管理alicloud_eflo_experiment_plan_template资源-Terraform-阿里云

Provides a Eflo Experiment Plan Template resource.

For information about Eflo Experiment Plan Template and how to use it, see What is Experiment Plan Template.

-> NOTE: Available since v1.248.0.

Example Usage

Basic Usage

variable "name" {
  default = "terraform-example"
}

provider "alicloud" {
  region = "cn-wulanchabu"
}

resource "alicloud_eflo_experiment_plan_template" "default" {
  template_pipeline {
    workload_id   = "2"
    workload_name = "MatMul"
    env_params {
      cpu_per_worker     = "90"
      gpu_per_worker     = "8"
      memory_per_worker  = "500"
      share_memory       = "500"
      worker_num         = "1"
      py_torch_version   = "1"
      gpu_driver_version = "1"
      cuda_version       = "1"
      nccl_version       = "1"
    }
    pipeline_order = "1"
    scene          = "baseline"
  }
  privacy_level        = "private"
  template_name        = var.name
  template_description = var.name
}

Argument Reference

The following arguments are supported:

privacy_level - (Required, ForceNew) Used to indicate the privacy level of the content or information. It can have the following optional parameters:
- private: Indicates that the content is private and restricted to specific users or permission groups. Private content is usually not publicly displayed, and only authorized users can view or edit it.
- public: Indicates that the content is public and can be accessed by anyone. Public content is usually viewable by all users and is suitable for sharing information or resources
template_description - (Optional, ForceNew) Describe the purpose of this template.
template_name - (Required, ForceNew) Help users identify and select specific templates.
template_pipeline - (Required, Set) Representative Template Pipeline. See template_pipeline below.

`template_pipeline`

The template_pipeline supports the following:

env_params - (Required, Set) Contains a series of parameters related to the environment. See env_params below.
pipeline_order - (Required, Int) Indicates the sequence number of the pipeline node.
scene - (Required) The use of the template scenario. It can have the following optional parameters:
- baseline: benchmark evaluation
setting_params - (Optional, Map) Represents additional parameters for the run.
workload_id - (Required, Int) Used to uniquely identify a specific payload.
workload_name - (Required) The name used to represent a specific payload.

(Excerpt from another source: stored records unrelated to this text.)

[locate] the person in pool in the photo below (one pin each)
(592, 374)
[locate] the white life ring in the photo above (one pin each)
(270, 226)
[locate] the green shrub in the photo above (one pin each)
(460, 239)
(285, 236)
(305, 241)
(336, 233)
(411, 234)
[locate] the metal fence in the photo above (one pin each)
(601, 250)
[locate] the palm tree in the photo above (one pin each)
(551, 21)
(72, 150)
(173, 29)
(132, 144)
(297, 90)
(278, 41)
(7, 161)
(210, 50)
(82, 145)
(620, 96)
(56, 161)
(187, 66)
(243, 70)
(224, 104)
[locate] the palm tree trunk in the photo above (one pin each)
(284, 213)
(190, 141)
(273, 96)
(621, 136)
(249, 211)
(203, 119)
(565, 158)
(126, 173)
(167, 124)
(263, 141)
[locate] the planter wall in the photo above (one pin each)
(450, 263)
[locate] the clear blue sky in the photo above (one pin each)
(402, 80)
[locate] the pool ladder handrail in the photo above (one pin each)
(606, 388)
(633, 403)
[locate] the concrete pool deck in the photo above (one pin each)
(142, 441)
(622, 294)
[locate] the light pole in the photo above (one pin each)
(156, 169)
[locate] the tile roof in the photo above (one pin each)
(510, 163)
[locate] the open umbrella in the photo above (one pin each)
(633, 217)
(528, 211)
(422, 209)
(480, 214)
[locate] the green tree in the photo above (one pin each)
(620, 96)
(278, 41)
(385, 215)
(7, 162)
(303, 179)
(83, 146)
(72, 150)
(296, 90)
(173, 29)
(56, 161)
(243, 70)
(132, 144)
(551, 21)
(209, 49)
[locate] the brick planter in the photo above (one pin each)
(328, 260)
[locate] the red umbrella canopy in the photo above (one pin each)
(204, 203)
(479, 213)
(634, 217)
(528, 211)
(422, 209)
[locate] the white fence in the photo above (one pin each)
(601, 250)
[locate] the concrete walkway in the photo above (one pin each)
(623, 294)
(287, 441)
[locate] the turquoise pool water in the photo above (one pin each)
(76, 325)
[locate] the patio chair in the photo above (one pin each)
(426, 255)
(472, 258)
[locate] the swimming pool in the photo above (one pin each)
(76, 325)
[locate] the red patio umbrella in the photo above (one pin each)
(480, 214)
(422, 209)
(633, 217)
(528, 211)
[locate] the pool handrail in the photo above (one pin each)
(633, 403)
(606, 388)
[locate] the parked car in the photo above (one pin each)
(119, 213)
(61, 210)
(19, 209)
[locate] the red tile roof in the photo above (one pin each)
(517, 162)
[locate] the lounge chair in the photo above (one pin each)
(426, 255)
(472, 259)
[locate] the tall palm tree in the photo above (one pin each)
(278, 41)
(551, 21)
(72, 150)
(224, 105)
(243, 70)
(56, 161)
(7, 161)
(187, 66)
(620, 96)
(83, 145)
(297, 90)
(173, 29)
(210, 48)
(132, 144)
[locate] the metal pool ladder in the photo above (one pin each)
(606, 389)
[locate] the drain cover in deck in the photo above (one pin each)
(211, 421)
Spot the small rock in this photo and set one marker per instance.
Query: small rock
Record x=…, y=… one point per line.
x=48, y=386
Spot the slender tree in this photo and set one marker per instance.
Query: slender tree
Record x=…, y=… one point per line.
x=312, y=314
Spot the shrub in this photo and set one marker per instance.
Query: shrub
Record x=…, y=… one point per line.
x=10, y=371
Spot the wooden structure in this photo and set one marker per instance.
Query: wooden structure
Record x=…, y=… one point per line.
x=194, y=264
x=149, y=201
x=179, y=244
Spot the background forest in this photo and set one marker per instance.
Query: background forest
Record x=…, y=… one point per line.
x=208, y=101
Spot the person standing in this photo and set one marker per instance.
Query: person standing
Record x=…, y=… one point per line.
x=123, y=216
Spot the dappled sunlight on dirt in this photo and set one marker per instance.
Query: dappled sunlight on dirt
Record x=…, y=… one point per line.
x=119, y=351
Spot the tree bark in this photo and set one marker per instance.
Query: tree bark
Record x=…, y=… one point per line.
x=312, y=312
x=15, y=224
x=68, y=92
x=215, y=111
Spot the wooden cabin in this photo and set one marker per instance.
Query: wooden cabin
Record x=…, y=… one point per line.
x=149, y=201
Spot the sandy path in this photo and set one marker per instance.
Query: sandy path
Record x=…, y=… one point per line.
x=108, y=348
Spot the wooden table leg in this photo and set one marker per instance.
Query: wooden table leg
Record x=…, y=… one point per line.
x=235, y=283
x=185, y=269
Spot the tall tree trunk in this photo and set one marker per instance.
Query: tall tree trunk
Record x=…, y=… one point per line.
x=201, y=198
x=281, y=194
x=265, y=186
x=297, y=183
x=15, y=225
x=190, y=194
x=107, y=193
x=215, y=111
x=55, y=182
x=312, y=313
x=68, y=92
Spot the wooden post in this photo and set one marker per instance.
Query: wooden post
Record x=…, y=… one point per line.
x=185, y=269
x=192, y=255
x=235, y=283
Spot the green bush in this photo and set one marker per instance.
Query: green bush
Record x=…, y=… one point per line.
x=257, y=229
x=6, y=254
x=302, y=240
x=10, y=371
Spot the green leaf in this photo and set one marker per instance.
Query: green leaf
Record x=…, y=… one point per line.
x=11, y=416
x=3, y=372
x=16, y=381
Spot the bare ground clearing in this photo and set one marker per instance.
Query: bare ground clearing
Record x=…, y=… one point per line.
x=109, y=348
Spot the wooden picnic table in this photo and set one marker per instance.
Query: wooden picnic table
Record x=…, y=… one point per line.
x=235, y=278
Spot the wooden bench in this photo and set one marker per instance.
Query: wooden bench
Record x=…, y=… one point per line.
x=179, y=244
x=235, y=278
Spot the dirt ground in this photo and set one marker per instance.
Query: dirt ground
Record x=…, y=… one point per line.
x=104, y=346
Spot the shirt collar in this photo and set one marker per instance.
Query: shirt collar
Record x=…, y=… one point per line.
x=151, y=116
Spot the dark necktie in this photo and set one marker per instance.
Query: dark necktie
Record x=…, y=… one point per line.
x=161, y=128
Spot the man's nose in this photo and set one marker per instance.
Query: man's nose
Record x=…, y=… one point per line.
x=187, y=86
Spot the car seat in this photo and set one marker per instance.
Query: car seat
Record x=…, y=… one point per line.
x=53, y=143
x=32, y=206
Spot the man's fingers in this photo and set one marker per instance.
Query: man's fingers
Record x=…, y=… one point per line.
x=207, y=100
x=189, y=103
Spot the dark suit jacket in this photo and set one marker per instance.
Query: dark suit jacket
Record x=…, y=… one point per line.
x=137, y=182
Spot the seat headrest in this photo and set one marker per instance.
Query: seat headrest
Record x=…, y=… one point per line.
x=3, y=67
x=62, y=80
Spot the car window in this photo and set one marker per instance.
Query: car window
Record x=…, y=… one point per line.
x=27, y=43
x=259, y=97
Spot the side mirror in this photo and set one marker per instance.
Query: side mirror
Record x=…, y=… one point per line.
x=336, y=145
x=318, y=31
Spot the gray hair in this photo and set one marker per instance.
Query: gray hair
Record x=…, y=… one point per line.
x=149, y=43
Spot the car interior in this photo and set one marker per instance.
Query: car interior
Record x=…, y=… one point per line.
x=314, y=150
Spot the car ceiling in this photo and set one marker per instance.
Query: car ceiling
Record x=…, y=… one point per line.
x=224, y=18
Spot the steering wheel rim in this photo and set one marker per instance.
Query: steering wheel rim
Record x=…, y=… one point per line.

`template_pipeline-env_params`

The template_pipeline-env_params supports the following:

cpu_per_worker - (Required, Int) Number of central processing units (CPUs) allocated. This parameter affects the processing power of the computation, especially in tasks that require a large amount of parallel processing.
cuda_version - (Optional) The version of CUDA(Compute Unified Device Architecture) used. CUDA is a parallel computing platform and programming model provided by NVIDIA. A specific version may affect the available GPU functions and performance optimization.
gpu_driver_version - (Optional) The version of the GPU driver used. Driver version may affect GPU performance and compatibility, so it is important to ensure that the correct version is used
gpu_per_worker - (Required, Int) Number of graphics processing units (GPUs). GPUs are a key component in deep learning and large-scale data processing, so this parameter is very important for tasks that require graphics-accelerated computing.
memory_per_worker - (Required, Int) The amount of memory available. Memory size has an important impact on the performance and stability of the program, especially when dealing with large data sets or high-dimensional data.
nccl_version - (Optional) The NVIDIA Collective Communications Library(NCCL) version used. NCCL is a library for multi-GPU and multi-node communication. This parameter is particularly important for optimizing data transmission in distributed computing.
py_torch_version - (Optional) The version of the PyTorch framework used. PyTorch is a widely used deep learning library, and differences between versions may affect the performance and functional support of model training and inference.
share_memory - (Required, Int) Shared memory GB allocation
worker_num - (Required, Int) The total number of nodes. This parameter directly affects the parallelism and computing speed of the task, and a higher number of working nodes usually accelerates the completion of the task.

Attributes Reference

The following attributes are exported:

id - The ID of the resource supplied above.
create_time - The creation time of the resource.
template_id - The ID of the template.

Timeouts

The timeouts block allows you to specify timeouts for certain actions:

create - (Defaults to 5 mins) Used when create the Experiment Plan Template.
delete - (Defaults to 5 mins) Used when delete the Experiment Plan Template.
update - (Defaults to 5 mins) Used when update the Experiment Plan Template.

Import

Eflo Experiment Plan Template can be imported using the id, e.g.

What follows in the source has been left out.